E dopo che il giornale statunitense ha alzato tutto questo polverone, Harvey Weinstein ha pure provato a difendersi. "Riconosco - dice - che il modo in cui mi sono comportato con colleghe in passato ha provocato molto dolore e per questo mi scuso sinceramente…Il mio viaggio sarà adesso di imparare a conoscermi e sgominare i miei demoni". Dopo le scuse, però, sono arrivati anche gli attacchi al giornale. Uno dei suoi avvocati, infatti, ha dichiarato all'Hollywood Reporter che il suo cliente intende comunque fare causa al New York Times, per le falsità riportate nell'articolo.
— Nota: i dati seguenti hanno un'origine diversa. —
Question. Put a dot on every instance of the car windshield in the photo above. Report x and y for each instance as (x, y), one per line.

"Mi prendo la responsabilità delle mie azioni ma il giornale non è stato onesto con me - dice -. Mi ha mentito. Il nostro accordo era che ci avrebbe detto quali persone avrebbe incluso nella storia, affinché noi potessimo rispondere in modo appropriato. Aveva così paura di essere battuto sul tempo dal 'New York Magazine' che è andato avanti per la sua strada e pubblicato un’inchiesta avventata. Ci ha messo sei mesi a fare ricerche per l’articolo e a noi ha dato solo 24 ore per rispondere".
Dopo questo scandalo a livello internazionale, la carriera di
Weinstein è sicuramente finita. Netflix continuerà a comprare i suoi show? Micheal Moore e altri registi liberali vorranno legarsi ancora al suo nome? Attualmente il suo marchio e il suo nome sono completamente infangati.